I came here to say something similar to this. The action on most electric guitars (assuming they're set up properly) is a lot more forgiving for beginners than steel-string acoustics which are often set up with higher action in order to improve the volume.

nobodywasishere

Yes unfortunately, I've grown to be used to it over time though. Sometimes will press my fingers into random objects to make sure I keep them up.

Playing electric guitar also helps immensely due to the thinner strings and lower action.

pc86

I think the "Why?" link on the warning not to edit library imports just goes to #

naiquevin

If any one's looking for the answer to why it's not recommended to edit library imports - when you import collections from the library, you can receive updates whenever the collection author publishes a new version. These updates might include new exercises or improvements to existing ones. However, if you've made your own modifications to the collection, these personal changes will be overwritten when you update to the newer version.

It's mentioned on the faqs page - https://www.captrice.io/user-guide/faqs.html. Missed updating the link. Will push a fix shortly.

naiquevin

Thanks for reporting. I’ll check this.

MrksHfmn

Great, thank you! Does it play the tabs? I only hear the metronome clicking... Is there any option to import? Some kind of Guitar Pro import would be nice. I think gp-files are not propietary.

naiquevin

No, it doesn't play the tabs. The primary use case to help with practicing something you've already learnt.

Import from Guitar Pro sounds like a good idea and the format doesn't seem to be proprietary based on a quick google search. Will explore further. Thanks!

6stringmerc

Though I haven’t used this app I do plan on trying it out when I get my guitars back.
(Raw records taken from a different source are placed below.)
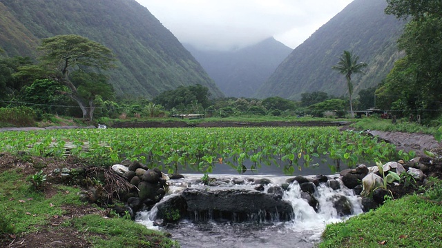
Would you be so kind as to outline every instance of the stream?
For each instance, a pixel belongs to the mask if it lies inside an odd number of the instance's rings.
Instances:
[[[186,188],[204,190],[238,189],[252,190],[253,179],[267,178],[271,183],[265,186],[265,192],[272,187],[281,186],[289,177],[285,176],[211,175],[217,178],[215,184],[204,185],[201,183],[202,174],[185,174],[184,178],[171,180],[169,194],[160,203],[175,196]],[[327,176],[336,179],[340,189],[333,190],[325,183],[318,186],[315,198],[319,203],[318,211],[315,211],[307,201],[301,198],[302,191],[298,182],[291,183],[284,191],[282,200],[291,205],[294,209],[291,220],[266,221],[259,216],[250,216],[250,221],[237,222],[235,220],[215,218],[211,214],[193,215],[191,220],[181,220],[177,223],[167,224],[164,227],[155,226],[156,205],[150,211],[137,214],[135,220],[148,228],[160,229],[170,233],[172,238],[177,240],[181,247],[313,247],[320,240],[320,236],[328,223],[339,222],[345,218],[340,217],[331,201],[336,196],[345,196],[352,203],[352,215],[363,212],[360,198],[353,190],[344,187],[338,175]],[[235,183],[233,183],[235,182]]]

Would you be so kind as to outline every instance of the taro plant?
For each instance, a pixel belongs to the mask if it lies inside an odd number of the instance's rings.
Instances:
[[[383,179],[383,184],[381,186],[378,187],[376,189],[380,187],[383,188],[385,190],[387,190],[390,193],[391,196],[393,196],[393,192],[392,192],[392,191],[388,189],[388,184],[392,183],[396,180],[401,180],[401,177],[399,177],[399,175],[398,175],[397,173],[393,172],[392,171],[389,171],[388,174],[385,175],[382,163],[381,163],[380,161],[377,161],[376,163],[376,165],[378,167],[378,169],[379,169],[379,174],[381,174],[381,176],[382,176]],[[376,189],[374,189],[374,190],[376,190]]]
[[[41,170],[34,175],[29,176],[28,180],[31,182],[34,189],[43,191],[44,189],[44,183],[46,181],[46,175]]]

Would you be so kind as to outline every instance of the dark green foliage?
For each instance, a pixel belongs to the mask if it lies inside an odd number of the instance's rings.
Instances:
[[[341,99],[329,99],[309,106],[308,114],[314,116],[323,117],[324,112],[331,111],[336,113],[338,117],[345,114],[345,101]]]
[[[69,97],[66,95],[68,89],[51,79],[37,79],[29,86],[25,86],[19,94],[20,101],[30,103],[28,105],[34,109],[39,109],[44,112],[51,114],[62,114],[64,105],[70,102]]]
[[[214,96],[222,96],[178,40],[135,1],[7,1],[0,3],[0,14],[10,17],[0,19],[0,28],[13,34],[0,34],[0,46],[8,54],[30,56],[40,39],[75,34],[116,54],[117,68],[108,76],[117,95],[150,99],[180,85],[200,83]],[[10,19],[14,22],[4,23]],[[11,37],[17,38],[17,45],[9,41]]]
[[[293,110],[295,108],[295,102],[284,99],[279,96],[269,97],[262,100],[261,105],[266,109],[279,110],[282,111]]]
[[[387,0],[388,6],[385,13],[394,14],[398,18],[412,17],[415,19],[425,15],[442,14],[442,4],[440,0]]]
[[[197,84],[187,87],[180,86],[176,90],[165,91],[155,96],[153,101],[168,110],[173,107],[182,109],[195,103],[206,108],[210,104],[209,96],[209,88]]]
[[[200,50],[184,45],[226,96],[251,97],[291,52],[274,38],[233,51]]]
[[[328,94],[324,92],[305,92],[301,94],[301,106],[308,107],[323,102],[329,99]]]
[[[28,107],[0,107],[0,122],[17,127],[31,127],[35,124],[34,110]]]
[[[353,52],[344,50],[344,52],[339,57],[339,62],[333,65],[332,69],[338,71],[339,73],[345,76],[347,80],[347,87],[348,88],[348,95],[350,103],[350,112],[352,116],[354,117],[353,113],[353,92],[354,85],[352,81],[352,75],[354,74],[363,74],[363,68],[366,68],[368,65],[365,62],[358,62],[359,56],[354,55]]]
[[[395,63],[376,94],[383,107],[398,110],[396,113],[398,116],[419,114],[422,118],[434,117],[438,114],[436,110],[442,107],[440,1],[430,1],[428,5],[421,3],[414,6],[418,9],[425,7],[421,12],[414,8],[402,9],[401,6],[410,1],[393,2],[396,5],[392,8],[396,10],[390,10],[392,13],[400,17],[411,15],[413,19],[398,41],[399,48],[405,52],[406,56]],[[439,2],[439,6],[433,6],[435,2]]]
[[[369,66],[352,79],[354,92],[381,82],[402,54],[396,41],[405,22],[385,14],[385,0],[355,0],[323,25],[279,65],[257,97],[299,100],[315,91],[334,96],[348,90],[345,77],[330,70],[343,50],[354,51]]]
[[[374,107],[374,92],[376,87],[372,87],[368,89],[361,90],[359,92],[359,105],[361,110],[368,110]]]

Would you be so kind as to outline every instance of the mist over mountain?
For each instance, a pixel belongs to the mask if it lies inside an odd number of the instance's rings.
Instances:
[[[213,51],[184,46],[227,96],[251,97],[292,49],[268,38],[234,51]]]
[[[75,34],[117,55],[108,72],[117,94],[151,98],[197,83],[224,94],[173,34],[135,0],[0,1],[0,47],[6,54],[37,57],[39,39]]]
[[[385,0],[355,0],[297,47],[257,91],[255,96],[300,99],[303,92],[323,91],[341,96],[345,77],[332,70],[344,50],[368,63],[352,78],[355,92],[376,86],[402,54],[396,41],[405,22],[384,13]]]

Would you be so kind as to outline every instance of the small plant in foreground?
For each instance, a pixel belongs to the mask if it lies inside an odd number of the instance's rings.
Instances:
[[[442,181],[438,178],[430,178],[430,182],[432,184],[430,190],[425,192],[425,196],[432,200],[442,200]]]
[[[204,184],[204,185],[208,185],[210,183],[210,177],[208,174],[205,174],[201,177],[201,181]]]
[[[29,176],[28,180],[32,183],[35,190],[43,191],[44,189],[44,183],[46,181],[46,176],[41,170],[34,175]]]

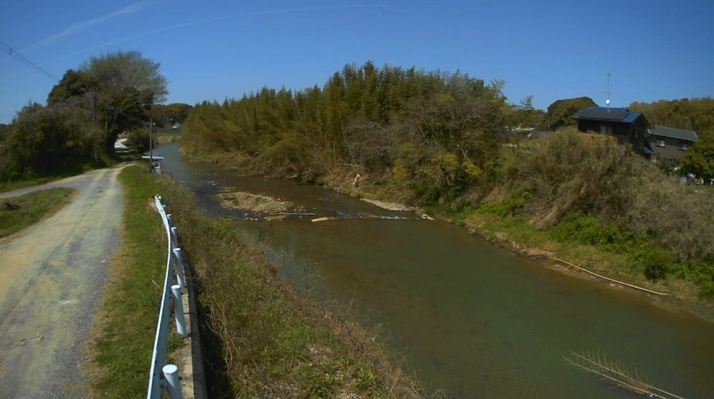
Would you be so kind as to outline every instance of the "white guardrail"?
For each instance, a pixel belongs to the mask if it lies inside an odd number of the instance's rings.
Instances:
[[[185,287],[183,260],[181,258],[181,248],[178,248],[176,228],[171,226],[171,216],[166,214],[166,206],[161,203],[161,196],[154,197],[154,204],[161,216],[164,227],[166,230],[169,249],[166,256],[166,275],[164,280],[164,293],[161,295],[161,305],[159,310],[159,323],[156,325],[156,336],[154,341],[154,354],[151,356],[151,368],[146,398],[160,399],[161,387],[166,387],[171,399],[183,399],[183,395],[178,382],[178,368],[173,364],[166,364],[166,362],[169,319],[171,316],[172,302],[176,331],[182,336],[186,336],[183,303],[181,300],[181,291]],[[172,284],[174,276],[176,283]]]

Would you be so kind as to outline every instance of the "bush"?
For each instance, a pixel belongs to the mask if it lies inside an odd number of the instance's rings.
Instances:
[[[645,258],[645,277],[649,280],[664,278],[669,272],[670,263],[672,256],[669,251],[660,247],[652,248]]]

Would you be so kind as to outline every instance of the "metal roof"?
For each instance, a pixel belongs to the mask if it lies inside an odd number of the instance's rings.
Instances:
[[[697,136],[697,133],[690,130],[678,129],[667,126],[653,126],[649,130],[649,133],[650,136],[671,137],[672,138],[686,140],[688,141],[699,141],[699,136]]]
[[[611,121],[631,123],[642,116],[641,112],[632,111],[626,108],[605,108],[591,106],[573,116],[575,119],[591,119],[595,121]]]

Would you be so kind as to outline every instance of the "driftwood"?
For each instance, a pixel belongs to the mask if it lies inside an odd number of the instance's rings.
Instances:
[[[644,291],[645,293],[651,293],[651,294],[658,295],[658,296],[669,296],[669,295],[670,295],[670,294],[668,294],[667,293],[658,293],[657,291],[653,291],[652,290],[648,290],[648,289],[643,288],[643,287],[638,287],[637,286],[633,286],[632,284],[628,284],[627,283],[623,283],[622,281],[619,281],[615,280],[614,278],[610,278],[609,277],[605,277],[605,276],[604,276],[603,275],[598,274],[598,273],[596,273],[595,272],[593,272],[593,271],[590,271],[589,270],[588,270],[588,269],[586,269],[586,268],[583,268],[582,266],[578,266],[578,265],[575,265],[574,263],[570,263],[570,262],[568,262],[567,261],[563,261],[563,259],[558,259],[558,258],[554,258],[553,256],[549,256],[548,258],[550,258],[550,259],[553,259],[553,261],[557,261],[558,262],[563,263],[565,263],[566,265],[570,265],[570,266],[571,266],[577,268],[578,270],[583,271],[584,271],[584,272],[585,272],[587,273],[590,273],[590,274],[591,274],[591,275],[593,275],[593,276],[594,276],[595,277],[598,277],[600,278],[603,278],[603,280],[607,280],[608,281],[612,281],[613,283],[617,283],[618,284],[621,284],[623,286],[625,286],[630,287],[630,288],[635,288],[635,290],[640,290],[640,291]]]
[[[681,396],[650,385],[637,369],[628,370],[615,361],[600,358],[600,353],[580,354],[570,351],[563,358],[573,366],[598,375],[606,382],[640,395],[659,399],[684,399]]]

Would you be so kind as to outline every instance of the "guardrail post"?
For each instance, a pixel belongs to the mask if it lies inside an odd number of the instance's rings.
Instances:
[[[178,382],[178,368],[176,365],[167,364],[161,368],[164,376],[166,379],[166,388],[169,390],[169,397],[171,399],[183,399],[181,391],[181,383]]]
[[[178,283],[179,286],[181,286],[181,287],[183,287],[183,286],[186,286],[186,284],[183,283],[183,281],[185,279],[184,276],[183,276],[183,258],[181,257],[181,248],[174,248],[174,256],[176,256],[176,281]]]
[[[176,320],[176,332],[182,337],[186,336],[186,318],[183,317],[183,301],[181,300],[181,286],[171,286],[171,294],[174,296],[174,313]]]
[[[178,233],[176,233],[176,228],[175,228],[175,227],[172,227],[171,228],[171,240],[172,240],[172,242],[174,243],[174,244],[173,244],[174,247],[174,248],[178,248]]]

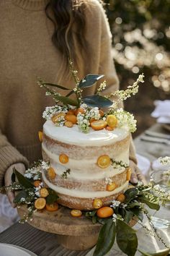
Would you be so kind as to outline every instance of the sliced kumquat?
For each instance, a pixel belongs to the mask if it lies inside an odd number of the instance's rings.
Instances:
[[[107,168],[110,165],[110,158],[107,155],[103,155],[97,159],[97,165],[100,168]]]
[[[108,218],[113,215],[114,210],[111,207],[104,206],[99,209],[97,212],[97,215],[99,218]]]
[[[41,183],[41,182],[41,182],[41,181],[39,181],[39,180],[35,181],[34,183],[33,183],[33,184],[34,184],[34,186],[35,186],[35,187],[38,187],[40,185],[40,183]]]
[[[101,200],[101,199],[94,199],[93,200],[93,207],[94,208],[94,209],[99,209],[103,205],[102,201]]]
[[[67,156],[65,154],[61,154],[59,155],[59,161],[61,163],[65,164],[65,163],[67,163],[68,162],[68,156]]]
[[[115,182],[112,182],[112,184],[108,184],[107,185],[107,191],[113,191],[117,188],[117,184]]]
[[[40,195],[41,197],[47,197],[49,195],[48,189],[46,189],[46,187],[42,187],[40,190]]]
[[[65,116],[65,120],[71,121],[73,124],[76,124],[77,122],[77,117],[75,115],[66,114]]]
[[[52,119],[51,119],[51,121],[54,123],[54,124],[55,124],[55,123],[57,123],[58,121],[58,120],[59,120],[59,119],[61,118],[61,117],[64,117],[66,116],[66,114],[65,113],[60,113],[60,114],[55,114],[53,117],[52,117]]]
[[[128,171],[127,171],[127,174],[126,174],[126,180],[127,181],[130,181],[130,176],[131,176],[131,174],[132,174],[132,170],[131,170],[130,168],[128,168]]]
[[[103,117],[104,116],[104,111],[102,110],[101,110],[101,109],[99,110],[99,114],[100,114],[101,117]]]
[[[50,179],[55,179],[55,172],[53,168],[52,168],[52,167],[48,168],[48,177]]]
[[[67,115],[74,115],[75,114],[75,109],[69,109],[67,112]]]
[[[125,196],[123,194],[120,194],[116,200],[117,200],[117,201],[120,201],[120,202],[123,202],[125,200]]]
[[[46,205],[46,200],[45,198],[40,197],[35,201],[35,207],[37,210],[42,210]]]
[[[41,131],[38,132],[38,137],[39,137],[40,142],[42,142],[42,132],[41,132]]]
[[[84,114],[85,110],[84,108],[79,108],[75,111],[75,115],[77,116],[79,113]]]
[[[71,215],[72,217],[81,217],[82,212],[80,210],[71,210]]]
[[[116,128],[117,126],[117,119],[114,115],[108,115],[106,121],[107,124],[112,128]]]
[[[104,120],[96,120],[91,121],[90,125],[91,127],[93,128],[93,129],[98,131],[105,128],[107,126],[107,122]]]
[[[58,205],[57,202],[54,202],[50,205],[46,204],[45,209],[49,212],[54,212],[58,210]]]
[[[66,127],[69,127],[69,128],[73,127],[73,124],[70,121],[66,121],[64,124],[66,125]]]

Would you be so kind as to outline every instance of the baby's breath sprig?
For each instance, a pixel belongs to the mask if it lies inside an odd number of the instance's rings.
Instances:
[[[70,168],[67,169],[61,174],[62,178],[67,179],[68,175],[70,174],[70,173],[71,173],[71,169]]]
[[[135,95],[138,92],[139,82],[144,82],[143,81],[144,74],[140,74],[137,80],[133,83],[133,85],[128,86],[128,89],[124,90],[117,90],[115,93],[112,93],[105,95],[107,98],[110,98],[113,96],[118,97],[118,100],[114,103],[112,106],[113,108],[117,107],[118,103],[122,101],[125,101],[128,98],[131,97],[131,95]]]
[[[101,82],[99,88],[97,90],[97,94],[100,95],[101,92],[106,88],[106,86],[107,86],[106,80],[104,80],[103,82]]]
[[[74,69],[73,61],[71,59],[68,59],[68,64],[71,74],[72,74],[74,82],[76,83],[76,86],[73,88],[73,91],[76,93],[79,105],[80,105],[82,103],[82,90],[79,87],[80,79],[77,75],[78,71]]]

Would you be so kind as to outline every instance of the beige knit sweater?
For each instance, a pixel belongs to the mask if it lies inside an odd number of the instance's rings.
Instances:
[[[53,101],[36,83],[37,77],[72,88],[63,74],[63,60],[51,41],[52,22],[46,17],[48,0],[0,1],[0,184],[13,163],[41,158],[37,132],[42,113]],[[86,39],[90,54],[79,63],[79,74],[104,74],[107,92],[118,88],[110,54],[111,34],[105,13],[97,0],[86,9]],[[75,45],[75,51],[78,46]],[[81,54],[81,53],[80,53]],[[88,94],[93,94],[91,87]],[[131,155],[133,158],[133,152]]]

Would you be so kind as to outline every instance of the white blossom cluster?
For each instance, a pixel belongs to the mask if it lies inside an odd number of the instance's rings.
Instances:
[[[68,108],[66,106],[48,106],[45,108],[44,112],[42,113],[42,117],[46,120],[50,120],[51,118],[56,114],[60,113],[67,113]]]
[[[137,121],[132,114],[120,108],[115,111],[114,115],[118,120],[118,128],[127,127],[130,132],[135,132]]]
[[[81,107],[86,108],[86,104],[82,104]],[[79,113],[77,115],[77,124],[80,129],[83,132],[88,132],[89,131],[90,122],[89,120],[94,119],[99,120],[101,118],[99,108],[87,108],[85,114]]]
[[[98,94],[100,94],[100,92],[102,92],[106,88],[106,86],[107,86],[106,80],[104,80],[103,82],[101,82],[99,88],[97,89]]]
[[[170,156],[165,156],[164,158],[161,157],[158,158],[158,161],[163,166],[166,166],[168,164],[170,164]]]
[[[143,77],[144,75],[143,74],[140,74],[137,80],[133,83],[133,85],[129,85],[128,86],[128,89],[124,90],[117,90],[115,91],[114,93],[115,96],[118,96],[119,97],[119,101],[125,101],[128,98],[131,97],[132,95],[135,95],[138,92],[138,88],[139,88],[139,85],[138,83],[140,82],[144,82],[143,81]]]

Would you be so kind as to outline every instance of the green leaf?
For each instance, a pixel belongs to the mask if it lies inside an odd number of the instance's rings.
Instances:
[[[83,101],[87,106],[98,108],[109,108],[112,105],[112,101],[105,97],[95,95],[89,95],[83,98]]]
[[[55,202],[59,198],[59,197],[55,192],[55,191],[52,190],[51,189],[48,189],[48,191],[49,192],[49,195],[46,197],[46,202],[48,205],[50,205]]]
[[[72,90],[70,93],[68,93],[66,97],[69,97],[70,95],[71,95],[71,94],[73,94],[74,93],[74,91]]]
[[[64,105],[71,105],[75,106],[79,106],[77,101],[72,100],[71,98],[68,97],[55,95],[55,99],[56,101],[62,102]]]
[[[30,180],[28,179],[25,178],[18,171],[17,171],[15,168],[14,168],[14,173],[15,174],[19,183],[22,186],[23,186],[26,189],[28,189],[30,187],[34,187],[34,185],[30,182]]]
[[[133,213],[133,214],[140,221],[143,221],[143,212],[140,208],[132,208],[130,209],[131,212]]]
[[[51,83],[49,83],[49,82],[47,82],[47,83],[46,82],[42,82],[42,85],[50,85],[50,86],[57,87],[58,88],[61,89],[61,90],[71,90],[71,89],[69,89],[69,88],[66,88],[66,87],[63,87],[62,85],[55,85],[55,84],[51,84]]]
[[[24,197],[26,199],[27,197],[28,197],[28,193],[24,190],[22,190],[14,197],[14,202],[19,203],[19,202],[20,202],[21,198]],[[23,203],[24,203],[24,202],[23,202]]]
[[[125,192],[124,193],[125,196],[125,203],[128,203],[133,199],[135,198],[137,194],[138,194],[138,189],[135,189],[135,187],[126,190]]]
[[[133,213],[130,210],[125,210],[125,221],[128,223],[133,218]]]
[[[80,81],[79,87],[80,88],[90,87],[103,77],[104,77],[104,74],[89,74]]]
[[[134,256],[138,248],[135,231],[125,222],[117,219],[117,244],[120,249],[128,256]]]
[[[115,223],[109,219],[99,232],[98,241],[93,256],[104,256],[112,248],[116,235]]]
[[[138,197],[138,200],[146,204],[151,209],[158,210],[160,208],[159,199],[153,195],[145,193]]]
I’m impressed at the effort, the resources, and the giving it free for the sake of spreading joy in music.

The guitar is a difficult instrument to learn, especially in the beginning phases. After 30 years it’s a conversation I have frequently - people try and give up a lot. If this can help some folks stick with it and become better understanding and practiced with their instrument, I hope that happens again and again and again. Every generation needs guitarists, as it’s the instrument of expressive rebellion the world round.

Great share and a Bill and Ted EXCELLENT weedly weedly weee!

foobarian

I've tried playing guitar on and off my whole life over last 40 years and I can't believe that it took me until this year to try, on a whim, a classical guitar. Suddenly my fat fingers can fit next to each other making an A or B chord, and they don't hurt and blister after a short session of play. Seriously make sure to not overlook non-steel guitars if you're having trouble.

6stringmerc

As a guy with “little girl hands” as John 5 jokingly calls it, I have a reverse issue with the classical and some jazz arch tops! SRV had giant bear paws by the way. Buckethead has alien hands (no fair).

If you’re game, on electric you might enjoy a baritone scale guitar. I got an LP style 27” by Agile (PRS makes a nice SE model) and it’s a neat dynamic.

Very glad you shared about your experience. Just as a note, don’t go near any EVH signature models - the neck and fretboard is like a Telecaster but smaller!

dboreham

Some of the all time great bluesmen had fat sausage fingers so there's a bit more to it I suspect. After the same 40 years I got irritated one day and searched YouTube for "how do I play a C chord without muting strings" and found that my finger and wrist position was all wrong. Also spent a bunch of time watching Frampton, studying where his fingers go and what they look like.

dragandj

For the C chord, you should be muting the low E string, though :)

naiquevin

Thanks for the kind words.

> people try and give up a lot. If this can help some folks stick with it and become better understanding and practiced with their instrument, I hope that happens again and again and again

This resonates so much.

6stringmerc

You’re welcome and much deserved! I’m grateful for the continued passion for the instrument. This helpful resource is a solid win for a hard-to-please community haha!